Kentucky Supreme Court Hears Arguments on Decade-Old Historical Horse Racing Lawsuit
Posted on: August 15, 2020, 02:30h.
Last updated on: August 17, 2020, 11:37h.
The fate of historical horse racing (HHR) in Kentucky is back in the hands of the state’s Supreme Court. That’s after the panel heard arguments Friday about the legality of the gaming machines.
The state’s top court ruled on the matter six years ago, when it sent the case down to a lower court. That court found HHR gaming systems, also known as instant racing, met the definition of pari-mutuel betting. However, the panel agreed last year to hear arguments on that matter once again upon the appeal of the Family Foundation of Kentucky.
HHR machines are video gaming terminals that have the look and feel of slot machines or similar games, like video poker. However, HHR machine displays are based on the outcomes of past races.
The case has gone on for a decade, after the Kentucky Horse Racing Commission (KHRC), along with the state’s racetracks and other state agencies, sought confirmation that HHR machines met the definition of pari-mutuel wagering. While the Family Foundation challenged that ruling, Kentucky Downs opened the first parlor in Kentucky nine years ago.
Friday’s arguments centered on the use of the Exacta Gaming system, which is in use at two of the state’s HHR parlors. A lawyer for Churchill Downs, which uses a system developed by Ainsworth Game Technology, argued before the court that the case is only dealing with the legality of the Exacta system and that a judgment should not be applied against the Ainsworth system.
A Loud Silence
Among the arguments the Family Foundation has made is that gaming was expanded in the state without the approval of elected officials. The governor appoints the KHRC board members.
This case has a 10-year history, and it’s time to bring certainty to the question of the legality of historical horse racing and the Exacta Gaming system,” Family Foundation attorney Stan Cave told the court.
However, Jay Ingle, at attorney representing Kentucky Downs, argued that the legislature has had 10 years to get involved in the matter if it saw fit.
“The General Assembly, as this court knows, pays attention, and if it does not agree that this court’s opinion should be policy, it passes a new statute… If the legislature thought this was bad policy, if they thought historical horse racing terminals should be illegal, they would have said so, and they have not. And their silence speaks volumes,” Ingle stated.
It’s uncertain when the court may issue a ruling.
HHR Essential to Kentucky
Historical horse racing has become a big business in Kentucky. In fiscal year 2020, which ended in June, the state’s four parlors reported a handle of $2.26 billion. Even though the parlors were dark for more than two months because of COVID-19, the total handle was an 11.3 percent increase over the amount wagered the year prior. The parlors combined for gross revenues totaling nearly $189 million for the year.

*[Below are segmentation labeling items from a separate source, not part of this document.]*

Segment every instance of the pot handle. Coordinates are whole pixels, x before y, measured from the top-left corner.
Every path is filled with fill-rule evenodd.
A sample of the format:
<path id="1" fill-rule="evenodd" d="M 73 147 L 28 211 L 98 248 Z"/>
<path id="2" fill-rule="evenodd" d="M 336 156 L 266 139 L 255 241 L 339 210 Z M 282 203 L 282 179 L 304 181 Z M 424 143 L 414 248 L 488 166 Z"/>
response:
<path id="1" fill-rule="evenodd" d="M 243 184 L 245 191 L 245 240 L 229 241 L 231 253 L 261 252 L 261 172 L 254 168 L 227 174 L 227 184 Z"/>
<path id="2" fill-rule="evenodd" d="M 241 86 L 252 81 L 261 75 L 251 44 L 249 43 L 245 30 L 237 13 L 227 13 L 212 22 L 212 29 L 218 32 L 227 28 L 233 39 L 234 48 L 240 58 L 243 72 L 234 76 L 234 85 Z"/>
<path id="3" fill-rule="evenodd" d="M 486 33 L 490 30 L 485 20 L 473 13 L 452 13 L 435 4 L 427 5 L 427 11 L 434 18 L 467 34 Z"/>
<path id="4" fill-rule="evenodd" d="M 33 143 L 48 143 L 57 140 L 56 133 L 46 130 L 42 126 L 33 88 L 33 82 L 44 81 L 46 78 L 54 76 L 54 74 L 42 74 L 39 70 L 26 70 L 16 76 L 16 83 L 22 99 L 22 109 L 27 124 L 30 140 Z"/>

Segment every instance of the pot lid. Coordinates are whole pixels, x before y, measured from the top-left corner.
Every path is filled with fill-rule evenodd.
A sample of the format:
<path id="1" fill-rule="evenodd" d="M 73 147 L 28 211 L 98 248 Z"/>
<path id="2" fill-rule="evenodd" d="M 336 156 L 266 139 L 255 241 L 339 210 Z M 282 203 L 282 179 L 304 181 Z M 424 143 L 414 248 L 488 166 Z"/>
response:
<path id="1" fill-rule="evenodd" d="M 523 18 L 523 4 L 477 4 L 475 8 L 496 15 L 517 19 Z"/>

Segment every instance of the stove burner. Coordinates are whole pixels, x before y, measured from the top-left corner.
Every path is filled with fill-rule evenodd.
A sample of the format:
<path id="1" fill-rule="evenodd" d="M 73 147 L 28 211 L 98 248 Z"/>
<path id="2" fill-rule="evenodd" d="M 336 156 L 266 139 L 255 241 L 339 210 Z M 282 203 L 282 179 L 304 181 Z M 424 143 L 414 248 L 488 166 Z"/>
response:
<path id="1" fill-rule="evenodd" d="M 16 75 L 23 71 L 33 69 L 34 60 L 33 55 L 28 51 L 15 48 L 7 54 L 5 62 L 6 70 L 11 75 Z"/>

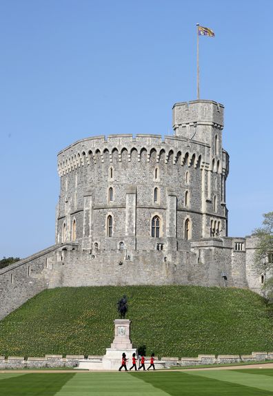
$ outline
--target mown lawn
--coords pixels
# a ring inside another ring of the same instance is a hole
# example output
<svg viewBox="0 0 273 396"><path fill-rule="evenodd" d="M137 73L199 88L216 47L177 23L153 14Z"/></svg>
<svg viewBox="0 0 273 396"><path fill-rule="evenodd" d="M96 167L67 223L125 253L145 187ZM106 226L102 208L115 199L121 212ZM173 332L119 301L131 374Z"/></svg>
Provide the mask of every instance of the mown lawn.
<svg viewBox="0 0 273 396"><path fill-rule="evenodd" d="M270 396L272 373L252 370L152 373L0 373L5 396ZM258 375L256 375L258 374Z"/></svg>
<svg viewBox="0 0 273 396"><path fill-rule="evenodd" d="M147 355L273 351L273 307L248 290L101 286L47 290L30 300L0 322L0 355L104 354L123 293L132 341Z"/></svg>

Since 2011, more than $8 billion has been wagered at the parlors. The tracks have used proceeds from the machines to increase purses, which has helped attract larger fields for races as well as top horses, jockeys, and trainers.
“Historical horse racing enables Kentucky to keep its status as one of the leading states in horse racing because of the money that HHR generates for purses, for breed development funds, and equine medical research,” KHRC general counsel Jennifer Wolsing told the court Friday.
Currently, there are four parlors in operation. Ellis Park in Henderson, Kentucky Downs in Franklin, and the Red Mile in Lexington have parlors at their tracks. Churchill Downs owns Derby City Gaming, which is based about five miles from the company’s namesake track in Louisville.
More machines are coming soon. Kentucky Downs plans to celebrate the opening of its expanded facility in September. Ellis Park also has plans to expand in the future. Churchill Downs will soon open Oak Grove Gaming and Racing, a harness track it operates with Keeneland.
Churchill also has plans to build a new parlor in Newport in northern Kentucky, which will help provide funding for Turfway Park as it undergoes a massive rebuild.
The Red Mile, which operates its HHR parlor as part of a joint venture with Keeneland, will seek approval to add additional machines when the KHRC meets on Tuesday.